Nobuo Shimazaki (島崎 信夫, Shimazaki Nobuo) is a high-ranking executive and technician within the academy. After the attack on the facility, he took care of Maru with Kondo.

===Kondo===

Kondo (近藤, Kondō) is a technician within the academy. After the attack on the facility, he took care of Maru with Nobuo Shimazaki.

==The Outside==
===Robin Inazaki===

Robin Inazaki (稲崎 露敏, Inazaki Robin) is Kiruko's childhood friend and a sort of mentor who went missing years ago.

===Ran Kawashima===

Ran Kawashima (川島 蘭, Kawashima Ran) is an odd and cheerful child who lived with Haruki at Funayama Orphanage.

===Ken Tachibana===

Ken Tachibana (立花 健, Tachibana Ken) is one of Haruki's childhood friends, who lived in Funayama Orphanage.

===Toru Funayama===
Toru Funayama (船山 通, Funayama Toru) is a tall and imposing, but actually kind man who founded Funayama Orphanage, where Haruki, Kiriko and Robin grew up.

===Marin Inazaki===
Marin Inazaki (稲崎 真凛, Inazaki Marin) is Robin's younger sister who died prior to the end of the world.

===Totori===

Totori (トトリ) is a young girl who works with bandits in trapping and robbing people.

===Mizuhashi===

Mizuhashi (水橋, Mizuhashi) is the leader of the Liviumen cult, who are disgruntled by technology replacing their body, supposedly in the name of human experiments.

===Kuwata===

Kuwata (桑田, Kuwata) is one of Mizuhashi's right-hand man, who has an agenda of his own.

===Yoneda===

Yoneda (米田, Yoneda) is one of Mizuhashi's right-hand man, who will help him escape when the attacks against the Immortal Order begin.

===Juichi===

Juichi (ジューイチ, Jūichi) A scavenger and con artist with a dark past who encounters Maru and Kiruko during their travels. He is searching for his son Jugo.

===Jugo===

Jugo (十五, Jūgo) is Juichi's son. He has freezing powers.

===Helm===
Helm (ヘルム, Herumu) is a 16–17 year old girl who travels alone with the goal of taking revenge on a man.
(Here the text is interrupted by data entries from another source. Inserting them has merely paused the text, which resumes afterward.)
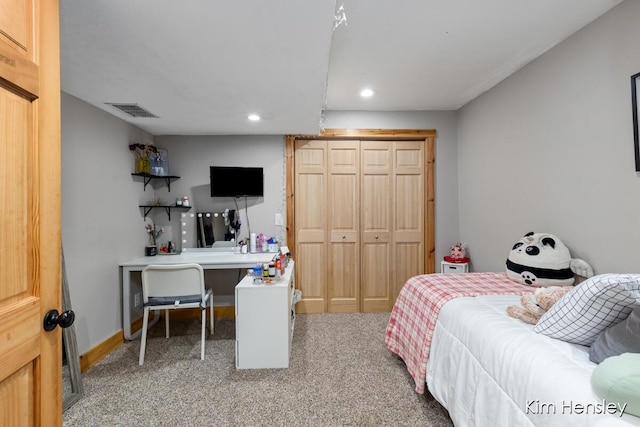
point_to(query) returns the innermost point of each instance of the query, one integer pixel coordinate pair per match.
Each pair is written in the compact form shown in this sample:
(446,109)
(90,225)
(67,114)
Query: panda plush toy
(541,259)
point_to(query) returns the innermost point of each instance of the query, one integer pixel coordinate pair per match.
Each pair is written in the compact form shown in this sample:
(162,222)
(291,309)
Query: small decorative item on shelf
(154,233)
(143,153)
(157,201)
(457,253)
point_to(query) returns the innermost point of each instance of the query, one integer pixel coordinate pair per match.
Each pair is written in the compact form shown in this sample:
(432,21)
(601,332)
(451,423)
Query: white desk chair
(170,287)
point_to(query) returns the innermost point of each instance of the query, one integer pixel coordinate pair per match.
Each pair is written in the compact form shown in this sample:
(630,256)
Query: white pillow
(593,306)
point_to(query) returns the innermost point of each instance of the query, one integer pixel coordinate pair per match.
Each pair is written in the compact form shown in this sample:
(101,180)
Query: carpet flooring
(341,374)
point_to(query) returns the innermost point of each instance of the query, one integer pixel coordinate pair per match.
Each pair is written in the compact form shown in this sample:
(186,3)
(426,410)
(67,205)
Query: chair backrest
(172,280)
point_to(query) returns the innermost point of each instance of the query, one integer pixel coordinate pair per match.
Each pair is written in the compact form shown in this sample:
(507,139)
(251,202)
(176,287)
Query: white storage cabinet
(265,318)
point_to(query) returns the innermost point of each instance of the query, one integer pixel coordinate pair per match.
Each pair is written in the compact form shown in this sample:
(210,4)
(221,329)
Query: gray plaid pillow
(621,338)
(593,306)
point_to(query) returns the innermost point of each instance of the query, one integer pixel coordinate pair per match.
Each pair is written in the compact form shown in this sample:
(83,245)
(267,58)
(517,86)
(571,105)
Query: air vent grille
(134,110)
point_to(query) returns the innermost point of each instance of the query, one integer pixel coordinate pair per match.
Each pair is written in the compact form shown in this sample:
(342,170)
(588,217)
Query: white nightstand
(454,267)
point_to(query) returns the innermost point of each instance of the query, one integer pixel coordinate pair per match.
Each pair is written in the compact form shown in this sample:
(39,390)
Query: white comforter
(489,369)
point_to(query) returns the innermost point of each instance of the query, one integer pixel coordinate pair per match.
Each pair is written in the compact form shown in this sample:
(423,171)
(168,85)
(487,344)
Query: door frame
(426,135)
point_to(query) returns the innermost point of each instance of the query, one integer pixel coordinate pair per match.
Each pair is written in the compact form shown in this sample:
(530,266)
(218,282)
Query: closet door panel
(408,226)
(344,223)
(311,224)
(375,277)
(377,217)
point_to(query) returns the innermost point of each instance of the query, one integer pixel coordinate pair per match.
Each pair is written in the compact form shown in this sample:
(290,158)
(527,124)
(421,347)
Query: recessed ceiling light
(366,93)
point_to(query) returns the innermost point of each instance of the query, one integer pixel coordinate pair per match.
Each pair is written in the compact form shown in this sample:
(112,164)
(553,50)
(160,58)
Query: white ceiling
(202,66)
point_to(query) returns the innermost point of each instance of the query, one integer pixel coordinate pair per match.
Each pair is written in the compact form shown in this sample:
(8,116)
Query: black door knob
(53,319)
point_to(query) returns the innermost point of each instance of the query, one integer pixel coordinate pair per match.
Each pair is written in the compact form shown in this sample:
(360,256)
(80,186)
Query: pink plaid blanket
(415,312)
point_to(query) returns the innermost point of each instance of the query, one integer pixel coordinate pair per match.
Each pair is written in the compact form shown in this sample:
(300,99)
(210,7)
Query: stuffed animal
(457,251)
(541,259)
(534,306)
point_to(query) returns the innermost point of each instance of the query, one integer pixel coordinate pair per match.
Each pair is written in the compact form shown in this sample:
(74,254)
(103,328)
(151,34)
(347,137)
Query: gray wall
(550,149)
(190,158)
(101,222)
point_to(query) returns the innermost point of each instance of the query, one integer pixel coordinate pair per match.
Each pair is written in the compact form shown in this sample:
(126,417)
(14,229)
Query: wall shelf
(167,208)
(148,178)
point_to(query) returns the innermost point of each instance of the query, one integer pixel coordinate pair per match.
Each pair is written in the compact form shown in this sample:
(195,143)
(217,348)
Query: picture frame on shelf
(160,163)
(635,84)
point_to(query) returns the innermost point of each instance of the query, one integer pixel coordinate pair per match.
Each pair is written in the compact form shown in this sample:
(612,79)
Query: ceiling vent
(134,110)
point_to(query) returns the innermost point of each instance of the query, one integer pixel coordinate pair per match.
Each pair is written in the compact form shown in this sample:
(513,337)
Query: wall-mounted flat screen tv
(233,181)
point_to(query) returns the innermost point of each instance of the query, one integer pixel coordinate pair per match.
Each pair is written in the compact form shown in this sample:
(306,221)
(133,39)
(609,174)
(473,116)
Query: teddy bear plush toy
(534,306)
(541,259)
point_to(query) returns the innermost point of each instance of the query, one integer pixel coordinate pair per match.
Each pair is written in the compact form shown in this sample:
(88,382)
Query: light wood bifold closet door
(359,222)
(30,263)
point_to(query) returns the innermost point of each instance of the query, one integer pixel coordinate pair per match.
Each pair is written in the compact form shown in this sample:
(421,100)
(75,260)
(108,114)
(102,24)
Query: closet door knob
(53,319)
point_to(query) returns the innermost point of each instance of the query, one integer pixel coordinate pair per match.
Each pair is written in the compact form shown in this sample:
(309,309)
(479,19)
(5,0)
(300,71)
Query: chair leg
(143,342)
(211,320)
(204,326)
(166,323)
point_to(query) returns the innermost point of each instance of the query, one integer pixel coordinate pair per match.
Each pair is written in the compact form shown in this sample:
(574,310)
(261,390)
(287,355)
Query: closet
(360,208)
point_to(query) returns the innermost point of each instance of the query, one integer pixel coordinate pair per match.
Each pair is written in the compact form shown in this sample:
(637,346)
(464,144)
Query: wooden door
(408,212)
(30,265)
(343,220)
(377,198)
(311,224)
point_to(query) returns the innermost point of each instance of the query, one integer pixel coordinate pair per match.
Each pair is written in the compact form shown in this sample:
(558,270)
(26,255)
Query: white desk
(208,260)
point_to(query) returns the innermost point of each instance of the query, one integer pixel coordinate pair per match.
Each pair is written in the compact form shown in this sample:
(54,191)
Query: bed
(486,368)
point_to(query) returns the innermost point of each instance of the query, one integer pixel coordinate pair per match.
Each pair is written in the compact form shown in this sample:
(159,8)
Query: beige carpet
(340,374)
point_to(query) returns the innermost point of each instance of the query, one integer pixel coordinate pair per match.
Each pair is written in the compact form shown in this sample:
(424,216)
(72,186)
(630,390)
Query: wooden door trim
(426,135)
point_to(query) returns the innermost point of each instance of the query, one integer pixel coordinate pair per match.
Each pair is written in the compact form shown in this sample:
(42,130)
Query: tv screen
(232,181)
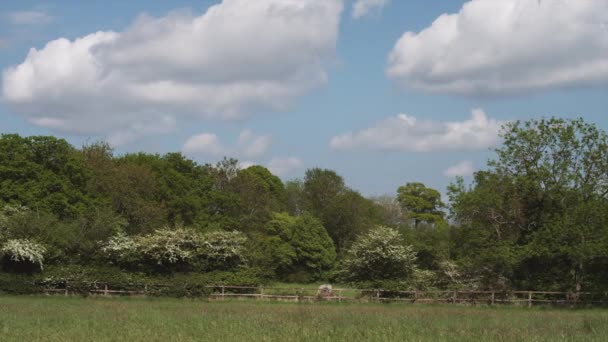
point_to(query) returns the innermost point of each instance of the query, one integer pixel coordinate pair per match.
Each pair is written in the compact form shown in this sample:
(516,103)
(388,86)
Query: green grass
(131,319)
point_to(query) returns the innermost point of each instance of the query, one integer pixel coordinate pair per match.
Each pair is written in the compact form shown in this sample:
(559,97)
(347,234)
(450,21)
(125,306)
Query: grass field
(131,319)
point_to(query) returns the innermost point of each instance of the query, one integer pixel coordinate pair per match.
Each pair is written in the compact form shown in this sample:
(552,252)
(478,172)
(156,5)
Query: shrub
(378,255)
(221,250)
(23,252)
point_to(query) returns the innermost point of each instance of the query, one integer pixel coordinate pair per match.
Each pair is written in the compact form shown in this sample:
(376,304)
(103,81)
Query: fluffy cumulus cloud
(407,133)
(34,17)
(239,57)
(362,8)
(284,166)
(462,169)
(248,145)
(507,46)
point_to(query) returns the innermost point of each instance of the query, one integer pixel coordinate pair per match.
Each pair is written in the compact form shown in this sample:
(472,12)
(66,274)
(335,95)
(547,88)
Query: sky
(384,92)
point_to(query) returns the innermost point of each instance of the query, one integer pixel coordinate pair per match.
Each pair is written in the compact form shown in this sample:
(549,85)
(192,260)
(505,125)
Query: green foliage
(421,204)
(537,217)
(295,248)
(378,255)
(177,250)
(222,250)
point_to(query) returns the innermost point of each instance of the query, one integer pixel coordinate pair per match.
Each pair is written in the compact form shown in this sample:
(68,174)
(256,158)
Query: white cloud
(237,58)
(34,17)
(137,130)
(407,133)
(252,145)
(284,166)
(248,145)
(463,169)
(362,8)
(507,46)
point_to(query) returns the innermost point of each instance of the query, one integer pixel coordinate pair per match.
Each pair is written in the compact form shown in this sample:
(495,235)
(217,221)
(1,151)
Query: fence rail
(220,292)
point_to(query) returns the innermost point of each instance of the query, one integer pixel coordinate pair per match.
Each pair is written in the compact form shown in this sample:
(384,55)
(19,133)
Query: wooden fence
(222,292)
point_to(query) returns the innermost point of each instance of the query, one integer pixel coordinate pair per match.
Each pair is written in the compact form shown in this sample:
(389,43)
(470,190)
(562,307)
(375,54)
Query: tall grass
(132,319)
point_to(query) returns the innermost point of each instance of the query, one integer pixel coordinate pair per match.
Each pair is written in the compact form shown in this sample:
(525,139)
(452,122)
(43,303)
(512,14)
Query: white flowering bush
(23,251)
(179,248)
(378,255)
(222,250)
(169,247)
(120,249)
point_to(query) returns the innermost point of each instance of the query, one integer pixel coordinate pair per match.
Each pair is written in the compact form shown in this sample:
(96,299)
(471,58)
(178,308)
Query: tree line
(535,218)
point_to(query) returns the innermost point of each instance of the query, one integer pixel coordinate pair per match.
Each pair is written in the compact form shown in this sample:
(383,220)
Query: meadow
(147,319)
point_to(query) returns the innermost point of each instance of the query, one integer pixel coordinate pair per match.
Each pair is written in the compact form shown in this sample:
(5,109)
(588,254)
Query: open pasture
(141,319)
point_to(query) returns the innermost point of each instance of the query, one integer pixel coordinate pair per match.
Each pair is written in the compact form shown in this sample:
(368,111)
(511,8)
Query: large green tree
(538,212)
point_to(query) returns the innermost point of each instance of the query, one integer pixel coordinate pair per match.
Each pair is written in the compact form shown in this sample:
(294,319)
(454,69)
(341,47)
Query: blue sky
(294,84)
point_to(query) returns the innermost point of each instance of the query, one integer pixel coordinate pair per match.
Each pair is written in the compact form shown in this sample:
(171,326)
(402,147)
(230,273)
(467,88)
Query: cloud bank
(462,169)
(407,133)
(506,47)
(238,58)
(362,8)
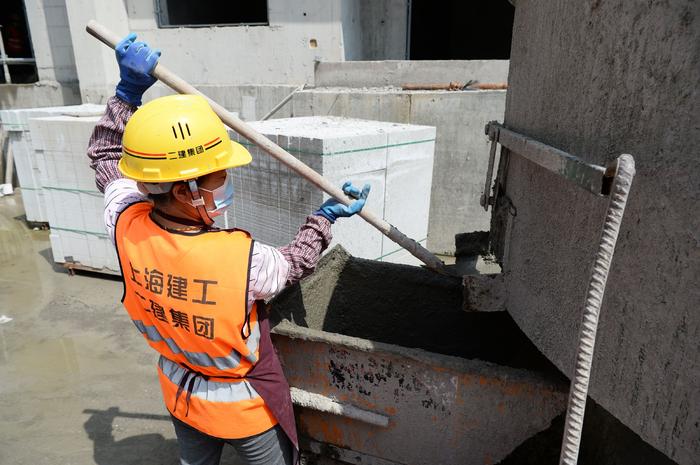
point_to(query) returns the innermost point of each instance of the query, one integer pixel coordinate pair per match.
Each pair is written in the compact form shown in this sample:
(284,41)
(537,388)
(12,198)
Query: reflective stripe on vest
(202,359)
(188,296)
(212,391)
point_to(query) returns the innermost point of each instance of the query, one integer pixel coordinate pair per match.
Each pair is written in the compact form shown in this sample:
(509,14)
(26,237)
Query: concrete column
(95,64)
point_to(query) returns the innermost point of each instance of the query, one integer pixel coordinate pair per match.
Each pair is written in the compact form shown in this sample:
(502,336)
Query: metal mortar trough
(387,368)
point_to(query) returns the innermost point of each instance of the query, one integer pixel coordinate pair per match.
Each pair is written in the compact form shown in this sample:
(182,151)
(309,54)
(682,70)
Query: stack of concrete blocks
(75,206)
(395,159)
(27,165)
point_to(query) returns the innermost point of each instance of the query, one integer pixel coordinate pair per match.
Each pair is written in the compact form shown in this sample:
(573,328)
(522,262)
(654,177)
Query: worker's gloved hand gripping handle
(176,83)
(136,60)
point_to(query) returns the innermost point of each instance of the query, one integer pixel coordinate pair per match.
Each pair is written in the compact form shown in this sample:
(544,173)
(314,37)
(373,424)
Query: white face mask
(222,196)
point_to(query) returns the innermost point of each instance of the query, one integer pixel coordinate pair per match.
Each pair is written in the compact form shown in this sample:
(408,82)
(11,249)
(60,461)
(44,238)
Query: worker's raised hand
(136,60)
(332,209)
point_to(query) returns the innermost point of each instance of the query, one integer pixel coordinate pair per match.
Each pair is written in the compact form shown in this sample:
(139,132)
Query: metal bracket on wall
(614,182)
(594,178)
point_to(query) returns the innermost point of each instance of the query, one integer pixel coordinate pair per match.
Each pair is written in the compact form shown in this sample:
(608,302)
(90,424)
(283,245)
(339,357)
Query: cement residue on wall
(598,79)
(461,149)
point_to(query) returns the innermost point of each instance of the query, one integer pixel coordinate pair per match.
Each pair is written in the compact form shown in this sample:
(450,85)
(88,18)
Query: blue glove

==Ministry of Reconstruction==
===Sakae===

Sakae (坂江, Sakae) is a member of the Ministry of Reconstruction of Ibaraki responsible for finding Maru and Kiruko, suspected of having helped Robin in his escape.

===Heima===
Heima (平馬, Heima) is a member of the Ministry of Reconstruction of Ibaraki responsible for finding Maru and Kiruko, suspected of having helped Robin in his escape.

===Oikawa===

Oikawa (及川, Oikawa) is one of the chiefs of the Ministry of Reconstruction of Ibaraki. He is supervising the case surrounding Robin Inazaki's escape from his Ministry of Reconstruction duties.

===Sato===
Sato (佐藤, Satō) is a member of the Ministry of Reconstruction of Nara, working at the anti-Anjulas operations center. He is better known as Broadsword Sato.